One of the main benefits of cloud backup is the ability it offers to scale. With historic types of data backup media, such as compact discs or even USB sticks, scalability was not a key component of the offer. When the backup medium was purchased, a finite amount of storage space came with it. If more space was required, a fresh medium or device would need to be purchased.
Conversely, if all of the storage space was not used then the customer would certainly not receive a refund. That’s not the case with cloud backup. On the contrary, many cloud backup services offer an elastic, or utility-based, pricing model designed to help customers pay less when they use less and more when they pay more.
Disaster recovery is also a key part of the Cloud computing model. Given that for many organisations, data is almost as important a commodity as equity or cash, a big data loss can be a significant problem. It could lead, for example, to loss of all the important information that is required to assess profit and loss sheets correctly, or a loss of data on former clients who have gone cold but may have otherwise reconnected with the organisation in the future.

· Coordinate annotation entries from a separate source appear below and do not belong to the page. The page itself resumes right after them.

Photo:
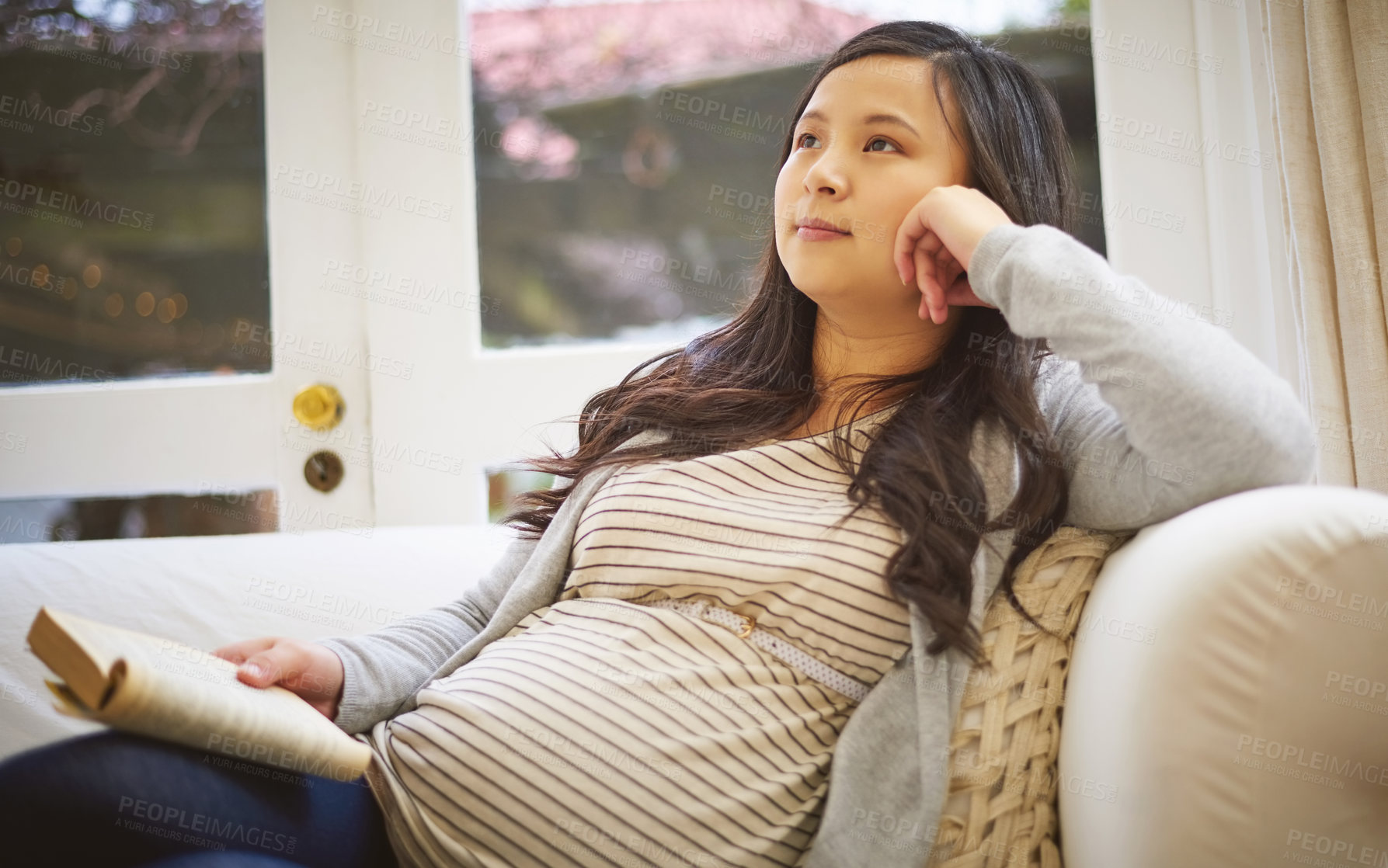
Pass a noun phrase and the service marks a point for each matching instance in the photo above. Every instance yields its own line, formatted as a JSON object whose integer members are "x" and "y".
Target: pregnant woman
{"x": 740, "y": 633}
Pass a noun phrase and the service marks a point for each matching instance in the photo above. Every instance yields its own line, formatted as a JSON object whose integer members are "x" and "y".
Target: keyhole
{"x": 324, "y": 470}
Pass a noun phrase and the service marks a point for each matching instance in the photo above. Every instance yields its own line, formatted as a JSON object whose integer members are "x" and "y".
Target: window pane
{"x": 626, "y": 153}
{"x": 132, "y": 190}
{"x": 208, "y": 515}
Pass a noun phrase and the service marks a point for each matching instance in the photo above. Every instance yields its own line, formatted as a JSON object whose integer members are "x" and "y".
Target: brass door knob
{"x": 319, "y": 407}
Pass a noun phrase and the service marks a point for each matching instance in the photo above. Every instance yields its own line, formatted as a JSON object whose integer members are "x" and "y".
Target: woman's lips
{"x": 819, "y": 234}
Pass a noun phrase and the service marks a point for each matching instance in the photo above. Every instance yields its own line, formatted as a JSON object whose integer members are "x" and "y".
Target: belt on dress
{"x": 747, "y": 628}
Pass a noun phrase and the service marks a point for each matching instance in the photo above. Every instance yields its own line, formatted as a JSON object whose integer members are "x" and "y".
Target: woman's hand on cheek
{"x": 936, "y": 241}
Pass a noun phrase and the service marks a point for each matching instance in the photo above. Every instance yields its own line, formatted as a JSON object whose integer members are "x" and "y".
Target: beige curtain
{"x": 1329, "y": 78}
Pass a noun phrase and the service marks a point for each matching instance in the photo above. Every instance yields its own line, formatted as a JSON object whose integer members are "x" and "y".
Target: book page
{"x": 185, "y": 695}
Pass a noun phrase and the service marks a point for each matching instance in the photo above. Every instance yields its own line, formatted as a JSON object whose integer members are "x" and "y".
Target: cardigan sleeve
{"x": 386, "y": 667}
{"x": 1151, "y": 409}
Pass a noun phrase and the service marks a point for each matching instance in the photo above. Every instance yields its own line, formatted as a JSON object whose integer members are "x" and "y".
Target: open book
{"x": 169, "y": 691}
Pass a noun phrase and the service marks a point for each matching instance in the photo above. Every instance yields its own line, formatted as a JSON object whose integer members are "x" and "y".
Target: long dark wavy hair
{"x": 753, "y": 379}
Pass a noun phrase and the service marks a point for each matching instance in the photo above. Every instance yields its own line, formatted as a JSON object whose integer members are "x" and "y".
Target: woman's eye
{"x": 800, "y": 142}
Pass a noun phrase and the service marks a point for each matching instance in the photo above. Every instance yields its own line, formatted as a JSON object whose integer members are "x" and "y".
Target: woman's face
{"x": 869, "y": 146}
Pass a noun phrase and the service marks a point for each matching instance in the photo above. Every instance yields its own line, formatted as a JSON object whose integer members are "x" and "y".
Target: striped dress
{"x": 604, "y": 730}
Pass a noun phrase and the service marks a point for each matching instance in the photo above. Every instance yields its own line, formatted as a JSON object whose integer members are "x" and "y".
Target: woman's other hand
{"x": 307, "y": 668}
{"x": 936, "y": 243}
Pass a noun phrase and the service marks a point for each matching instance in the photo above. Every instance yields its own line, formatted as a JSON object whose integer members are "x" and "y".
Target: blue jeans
{"x": 120, "y": 799}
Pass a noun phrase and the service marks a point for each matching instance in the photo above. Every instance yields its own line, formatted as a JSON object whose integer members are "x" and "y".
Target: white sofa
{"x": 1226, "y": 702}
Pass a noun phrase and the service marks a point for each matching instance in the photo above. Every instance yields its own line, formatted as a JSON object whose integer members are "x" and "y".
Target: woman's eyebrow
{"x": 814, "y": 114}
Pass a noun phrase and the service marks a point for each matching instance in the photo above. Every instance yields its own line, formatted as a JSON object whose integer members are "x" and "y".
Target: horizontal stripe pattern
{"x": 604, "y": 731}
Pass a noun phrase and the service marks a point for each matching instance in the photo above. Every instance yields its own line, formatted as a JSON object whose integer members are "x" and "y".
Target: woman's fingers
{"x": 926, "y": 282}
{"x": 911, "y": 236}
{"x": 238, "y": 652}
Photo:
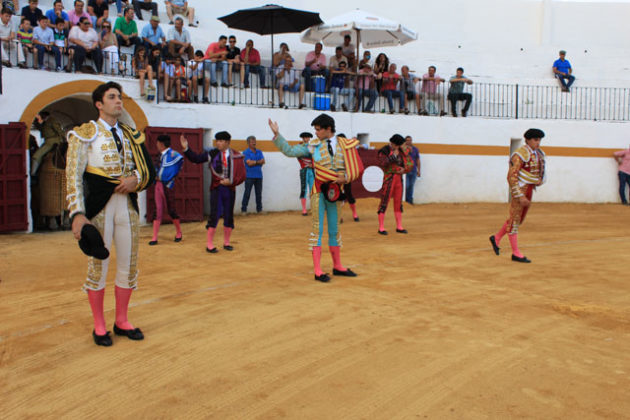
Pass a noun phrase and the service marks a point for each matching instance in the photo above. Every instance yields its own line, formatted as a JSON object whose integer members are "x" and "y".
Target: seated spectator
{"x": 78, "y": 12}
{"x": 126, "y": 30}
{"x": 140, "y": 5}
{"x": 407, "y": 86}
{"x": 99, "y": 11}
{"x": 109, "y": 47}
{"x": 180, "y": 7}
{"x": 142, "y": 69}
{"x": 44, "y": 40}
{"x": 340, "y": 83}
{"x": 366, "y": 87}
{"x": 32, "y": 13}
{"x": 289, "y": 80}
{"x": 390, "y": 89}
{"x": 25, "y": 38}
{"x": 251, "y": 59}
{"x": 456, "y": 92}
{"x": 61, "y": 41}
{"x": 178, "y": 40}
{"x": 216, "y": 53}
{"x": 347, "y": 47}
{"x": 8, "y": 37}
{"x": 57, "y": 12}
{"x": 430, "y": 83}
{"x": 314, "y": 64}
{"x": 233, "y": 58}
{"x": 84, "y": 40}
{"x": 153, "y": 36}
{"x": 195, "y": 75}
{"x": 562, "y": 70}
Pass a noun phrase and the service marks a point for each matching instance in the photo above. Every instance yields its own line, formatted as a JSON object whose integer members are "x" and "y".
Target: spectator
{"x": 430, "y": 83}
{"x": 216, "y": 53}
{"x": 390, "y": 89}
{"x": 336, "y": 59}
{"x": 126, "y": 30}
{"x": 366, "y": 87}
{"x": 44, "y": 40}
{"x": 407, "y": 86}
{"x": 179, "y": 40}
{"x": 623, "y": 159}
{"x": 347, "y": 47}
{"x": 233, "y": 58}
{"x": 340, "y": 84}
{"x": 75, "y": 15}
{"x": 99, "y": 11}
{"x": 109, "y": 47}
{"x": 140, "y": 5}
{"x": 288, "y": 79}
{"x": 57, "y": 12}
{"x": 456, "y": 92}
{"x": 281, "y": 56}
{"x": 254, "y": 160}
{"x": 84, "y": 40}
{"x": 314, "y": 64}
{"x": 180, "y": 7}
{"x": 410, "y": 177}
{"x": 562, "y": 70}
{"x": 32, "y": 13}
{"x": 9, "y": 40}
{"x": 251, "y": 60}
{"x": 153, "y": 36}
{"x": 61, "y": 41}
{"x": 196, "y": 74}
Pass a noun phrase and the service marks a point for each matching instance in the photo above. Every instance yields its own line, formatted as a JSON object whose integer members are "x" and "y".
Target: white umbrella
{"x": 372, "y": 31}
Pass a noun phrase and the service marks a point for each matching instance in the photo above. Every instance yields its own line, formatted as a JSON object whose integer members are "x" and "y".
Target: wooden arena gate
{"x": 13, "y": 178}
{"x": 189, "y": 182}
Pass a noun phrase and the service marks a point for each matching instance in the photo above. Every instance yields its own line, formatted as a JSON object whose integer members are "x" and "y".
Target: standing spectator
{"x": 251, "y": 60}
{"x": 75, "y": 15}
{"x": 57, "y": 12}
{"x": 216, "y": 53}
{"x": 109, "y": 47}
{"x": 390, "y": 89}
{"x": 410, "y": 177}
{"x": 347, "y": 47}
{"x": 178, "y": 40}
{"x": 623, "y": 159}
{"x": 44, "y": 40}
{"x": 430, "y": 83}
{"x": 340, "y": 84}
{"x": 180, "y": 7}
{"x": 562, "y": 70}
{"x": 126, "y": 31}
{"x": 254, "y": 160}
{"x": 9, "y": 40}
{"x": 314, "y": 64}
{"x": 152, "y": 35}
{"x": 288, "y": 79}
{"x": 365, "y": 85}
{"x": 99, "y": 10}
{"x": 140, "y": 5}
{"x": 84, "y": 40}
{"x": 456, "y": 92}
{"x": 32, "y": 12}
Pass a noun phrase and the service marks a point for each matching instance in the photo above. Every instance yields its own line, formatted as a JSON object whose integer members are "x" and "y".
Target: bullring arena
{"x": 434, "y": 326}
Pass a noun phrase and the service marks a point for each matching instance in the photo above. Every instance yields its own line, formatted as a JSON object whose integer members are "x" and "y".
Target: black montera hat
{"x": 91, "y": 243}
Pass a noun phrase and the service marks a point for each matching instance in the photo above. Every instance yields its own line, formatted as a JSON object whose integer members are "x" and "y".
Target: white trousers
{"x": 117, "y": 223}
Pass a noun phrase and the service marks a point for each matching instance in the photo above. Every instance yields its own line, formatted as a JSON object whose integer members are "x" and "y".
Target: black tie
{"x": 117, "y": 140}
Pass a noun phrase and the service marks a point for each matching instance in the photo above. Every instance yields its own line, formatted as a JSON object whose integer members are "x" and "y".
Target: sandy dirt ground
{"x": 435, "y": 326}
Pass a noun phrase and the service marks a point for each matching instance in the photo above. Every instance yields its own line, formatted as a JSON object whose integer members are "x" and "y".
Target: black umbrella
{"x": 271, "y": 19}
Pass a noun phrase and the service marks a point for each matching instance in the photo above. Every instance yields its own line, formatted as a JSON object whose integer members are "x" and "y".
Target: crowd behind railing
{"x": 169, "y": 69}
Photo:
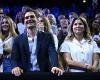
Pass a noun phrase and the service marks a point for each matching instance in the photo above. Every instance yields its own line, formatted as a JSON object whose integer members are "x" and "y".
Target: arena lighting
{"x": 84, "y": 1}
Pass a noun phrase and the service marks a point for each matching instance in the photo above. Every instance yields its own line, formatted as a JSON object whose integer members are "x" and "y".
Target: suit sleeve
{"x": 53, "y": 56}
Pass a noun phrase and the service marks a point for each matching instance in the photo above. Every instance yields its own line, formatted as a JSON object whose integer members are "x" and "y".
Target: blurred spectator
{"x": 79, "y": 51}
{"x": 7, "y": 36}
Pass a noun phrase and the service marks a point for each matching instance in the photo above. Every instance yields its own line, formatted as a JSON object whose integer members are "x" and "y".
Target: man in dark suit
{"x": 33, "y": 50}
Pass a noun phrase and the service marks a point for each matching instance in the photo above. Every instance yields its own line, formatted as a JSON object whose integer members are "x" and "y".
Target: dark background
{"x": 11, "y": 7}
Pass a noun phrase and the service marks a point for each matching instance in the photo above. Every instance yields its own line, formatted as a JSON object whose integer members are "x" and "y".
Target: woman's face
{"x": 41, "y": 24}
{"x": 78, "y": 27}
{"x": 5, "y": 25}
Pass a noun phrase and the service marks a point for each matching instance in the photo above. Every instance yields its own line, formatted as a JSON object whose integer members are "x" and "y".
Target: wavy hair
{"x": 12, "y": 26}
{"x": 86, "y": 34}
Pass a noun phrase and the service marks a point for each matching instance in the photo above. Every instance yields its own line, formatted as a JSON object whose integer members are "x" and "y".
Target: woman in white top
{"x": 44, "y": 25}
{"x": 7, "y": 35}
{"x": 79, "y": 51}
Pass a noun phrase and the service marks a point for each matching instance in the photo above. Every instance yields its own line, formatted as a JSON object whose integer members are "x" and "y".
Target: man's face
{"x": 30, "y": 20}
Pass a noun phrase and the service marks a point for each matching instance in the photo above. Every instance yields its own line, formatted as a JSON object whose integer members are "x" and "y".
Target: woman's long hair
{"x": 12, "y": 27}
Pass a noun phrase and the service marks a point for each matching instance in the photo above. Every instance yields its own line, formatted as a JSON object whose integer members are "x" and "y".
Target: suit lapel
{"x": 39, "y": 39}
{"x": 26, "y": 45}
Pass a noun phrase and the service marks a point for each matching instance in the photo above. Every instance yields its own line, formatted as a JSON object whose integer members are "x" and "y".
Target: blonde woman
{"x": 79, "y": 51}
{"x": 7, "y": 35}
{"x": 45, "y": 26}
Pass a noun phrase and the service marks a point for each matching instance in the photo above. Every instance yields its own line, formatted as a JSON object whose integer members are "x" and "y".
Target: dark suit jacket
{"x": 45, "y": 50}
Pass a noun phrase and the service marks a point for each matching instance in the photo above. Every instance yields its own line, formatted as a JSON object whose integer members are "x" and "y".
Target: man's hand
{"x": 17, "y": 71}
{"x": 57, "y": 71}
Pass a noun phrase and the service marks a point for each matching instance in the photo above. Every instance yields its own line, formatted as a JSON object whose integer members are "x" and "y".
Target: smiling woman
{"x": 7, "y": 35}
{"x": 79, "y": 51}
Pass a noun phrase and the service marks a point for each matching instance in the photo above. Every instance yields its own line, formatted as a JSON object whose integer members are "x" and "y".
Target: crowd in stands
{"x": 76, "y": 42}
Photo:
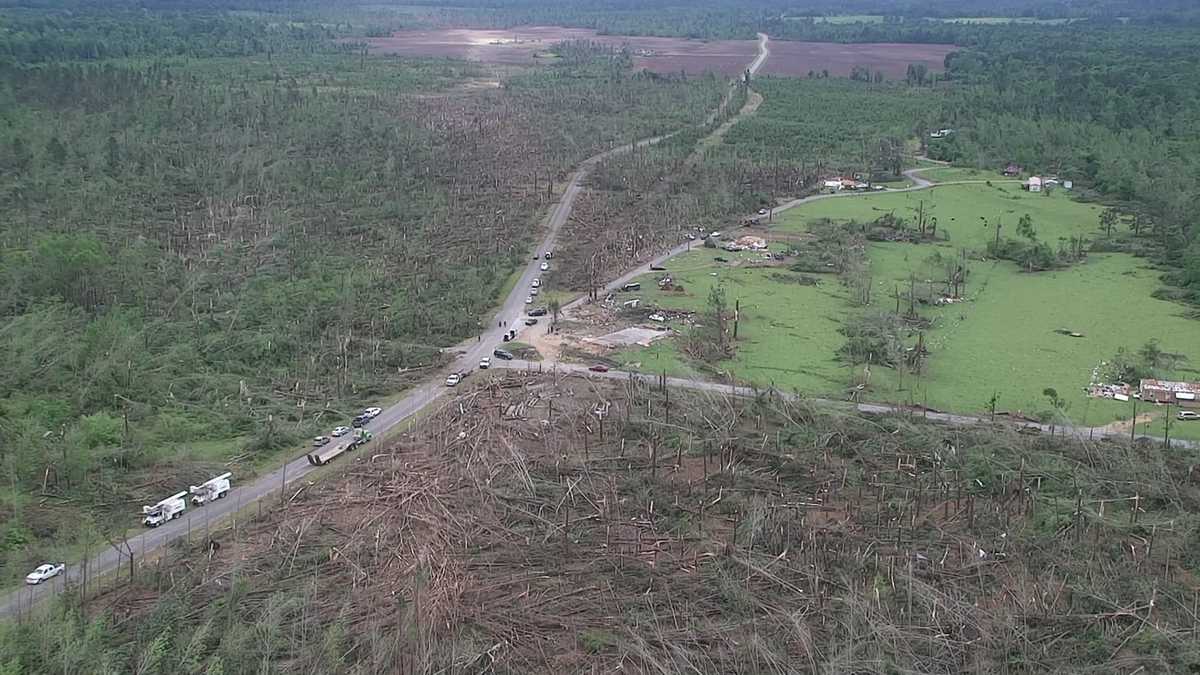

Thanks to a cloud backup system’s ability to seamlessly transfer data from one device to the cloud on an automated, real-time basis without the need for an organisation to hit ‘back up’, it’s possible to build a ‘disaster recovery’ site, which can recreate all of the data lost. This does, however, mean that the organisation opting for the cloud system needs to invest both time and money to ensure that the infrastructure is in place.
Cloud backup, whether public or private and whether utility-based or subscription-based, offers a way to securely and firmly create disaster recovery sites, remote data access, and much more. Cloud backup ought to be a key tenet of any business plan to ensure that it can continue to have access to all of its files, folders, media and more if the worst happens and a data-loss nightmare occurs.